A while later, SATA arrived. Once you saw that one slim cable, you couldn't go back to the thick sixty-eight-pin ribbon. The inside of the case suddenly looked spacious.

A little later, the server side went serial too. SAS. The SCSI command set stayed the same. Only the wires got thinner, sharing the same small connector with SATA. A SAS HBA accepts SATA drives, but not the other way around. From there, server storage flipped over fast, and parallel SCSI disappeared from new products. The Ultra160 in my hand is from just one step before that turn.

To read it, I'd first need a PCI SCSI host adapter. The used market still has them. Bandwidth doesn't matter — I just want to read. The real problem starts after that. I need an OS where the driver still works. Names like aic79xx and sym53c8xx are still in the current kernel, but they could disappear any day. I need a motherboard that runs that OS. If I need a motherboard, I need a CPU, a power supply, a case. The chain runs deep. Once you step in, you can't step out.

I gave up.

The SCSI standards stayed complicated to the end. Narrow, Wide, Ultra, Ultra2, Ultra160, Ultra320. Fifty-pin, sixty-eight-pin, eighty-pin SCA. LVD and HVD shared the connector but ran at different voltages, and crossing them would fry the card. Termination position decided whether it worked at all. All of that is lost knowledge now.
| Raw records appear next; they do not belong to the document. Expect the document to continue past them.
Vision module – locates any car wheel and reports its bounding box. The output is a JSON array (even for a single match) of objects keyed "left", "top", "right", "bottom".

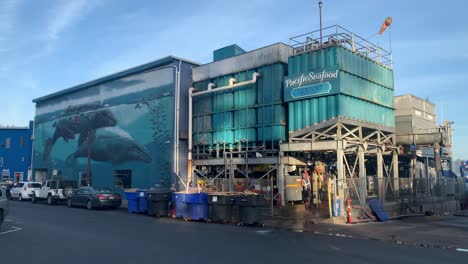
[
  {"left": 62, "top": 186, "right": 73, "bottom": 198},
  {"left": 47, "top": 194, "right": 54, "bottom": 205}
]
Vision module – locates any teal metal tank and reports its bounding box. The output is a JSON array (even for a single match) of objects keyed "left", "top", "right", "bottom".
[
  {"left": 193, "top": 63, "right": 287, "bottom": 145},
  {"left": 284, "top": 45, "right": 395, "bottom": 134}
]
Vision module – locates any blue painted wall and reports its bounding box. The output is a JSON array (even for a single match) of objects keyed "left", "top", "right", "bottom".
[
  {"left": 0, "top": 121, "right": 33, "bottom": 181},
  {"left": 33, "top": 59, "right": 194, "bottom": 191}
]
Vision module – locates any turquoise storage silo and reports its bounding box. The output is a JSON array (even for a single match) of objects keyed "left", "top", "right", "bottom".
[
  {"left": 284, "top": 44, "right": 395, "bottom": 132},
  {"left": 193, "top": 43, "right": 292, "bottom": 151}
]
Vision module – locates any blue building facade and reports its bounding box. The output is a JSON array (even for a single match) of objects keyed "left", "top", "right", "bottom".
[
  {"left": 0, "top": 121, "right": 33, "bottom": 182},
  {"left": 33, "top": 56, "right": 198, "bottom": 191}
]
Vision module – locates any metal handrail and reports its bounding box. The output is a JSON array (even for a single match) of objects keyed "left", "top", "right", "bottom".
[{"left": 289, "top": 25, "right": 392, "bottom": 68}]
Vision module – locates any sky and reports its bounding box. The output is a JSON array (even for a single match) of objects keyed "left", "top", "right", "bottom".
[{"left": 0, "top": 0, "right": 468, "bottom": 159}]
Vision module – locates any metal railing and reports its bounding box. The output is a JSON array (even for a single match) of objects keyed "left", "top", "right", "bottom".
[{"left": 289, "top": 25, "right": 392, "bottom": 68}]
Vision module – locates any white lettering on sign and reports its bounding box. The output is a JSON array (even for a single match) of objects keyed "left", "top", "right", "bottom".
[{"left": 284, "top": 70, "right": 338, "bottom": 88}]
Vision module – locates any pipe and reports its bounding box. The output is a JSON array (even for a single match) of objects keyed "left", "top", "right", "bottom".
[
  {"left": 208, "top": 83, "right": 216, "bottom": 91},
  {"left": 174, "top": 60, "right": 182, "bottom": 179},
  {"left": 185, "top": 87, "right": 195, "bottom": 192}
]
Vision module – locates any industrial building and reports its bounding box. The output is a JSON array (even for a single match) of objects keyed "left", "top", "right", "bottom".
[
  {"left": 395, "top": 94, "right": 453, "bottom": 183},
  {"left": 0, "top": 121, "right": 34, "bottom": 182},
  {"left": 190, "top": 26, "right": 398, "bottom": 219},
  {"left": 33, "top": 56, "right": 198, "bottom": 190},
  {"left": 33, "top": 23, "right": 458, "bottom": 218}
]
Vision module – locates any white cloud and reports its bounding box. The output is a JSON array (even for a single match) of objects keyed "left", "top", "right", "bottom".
[
  {"left": 0, "top": 0, "right": 21, "bottom": 40},
  {"left": 47, "top": 0, "right": 90, "bottom": 40}
]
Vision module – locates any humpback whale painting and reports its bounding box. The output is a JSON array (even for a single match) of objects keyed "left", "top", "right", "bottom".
[
  {"left": 43, "top": 106, "right": 117, "bottom": 160},
  {"left": 67, "top": 127, "right": 152, "bottom": 165}
]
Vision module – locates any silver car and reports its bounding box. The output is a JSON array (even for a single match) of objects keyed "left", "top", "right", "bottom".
[{"left": 0, "top": 188, "right": 8, "bottom": 226}]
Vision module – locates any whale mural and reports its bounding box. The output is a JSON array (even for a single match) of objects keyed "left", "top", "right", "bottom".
[
  {"left": 67, "top": 129, "right": 152, "bottom": 165},
  {"left": 43, "top": 108, "right": 117, "bottom": 159}
]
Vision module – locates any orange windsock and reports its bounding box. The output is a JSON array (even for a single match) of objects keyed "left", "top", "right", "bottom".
[{"left": 378, "top": 17, "right": 393, "bottom": 35}]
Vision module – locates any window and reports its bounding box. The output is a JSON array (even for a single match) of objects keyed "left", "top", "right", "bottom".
[
  {"left": 5, "top": 138, "right": 11, "bottom": 149},
  {"left": 114, "top": 170, "right": 132, "bottom": 189}
]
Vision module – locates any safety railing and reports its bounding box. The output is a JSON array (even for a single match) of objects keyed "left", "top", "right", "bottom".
[{"left": 289, "top": 25, "right": 392, "bottom": 68}]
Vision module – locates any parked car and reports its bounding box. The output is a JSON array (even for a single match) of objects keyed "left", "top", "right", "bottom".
[
  {"left": 9, "top": 182, "right": 42, "bottom": 201},
  {"left": 31, "top": 180, "right": 76, "bottom": 205},
  {"left": 67, "top": 187, "right": 122, "bottom": 210},
  {"left": 0, "top": 188, "right": 8, "bottom": 226},
  {"left": 0, "top": 182, "right": 13, "bottom": 199}
]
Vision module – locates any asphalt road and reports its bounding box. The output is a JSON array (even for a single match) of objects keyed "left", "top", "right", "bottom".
[{"left": 0, "top": 201, "right": 468, "bottom": 264}]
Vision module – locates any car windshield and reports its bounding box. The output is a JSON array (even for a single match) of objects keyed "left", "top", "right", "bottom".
[
  {"left": 94, "top": 188, "right": 112, "bottom": 193},
  {"left": 28, "top": 183, "right": 42, "bottom": 188},
  {"left": 50, "top": 181, "right": 76, "bottom": 189}
]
And RAID, somewhere along the way, became an on-prem thing. You don't see RAID cards on store shelves anymore. Even on servers, it's handled by the motherboard BIOS, configured silently from a setup screen. When you build something on the cloud, storage redundancy is a given. Throw it at S3 and somewhere behind the curtain it gets replicated. RAID5 or RAID6 or erasure coding, I don't know anymore. Probably I don't need to.

The drive sat on my desk for a while, then I put it away. I was staring at it when something occurred to me. This might be one of four — a disk from when I finally got to build that dream RAID5. The format was probably NTFS. If so, I don't remember where the other three are. One disk reads nothing on its own.

There's probably code on it that I wrote back then. Just as well I can't read it.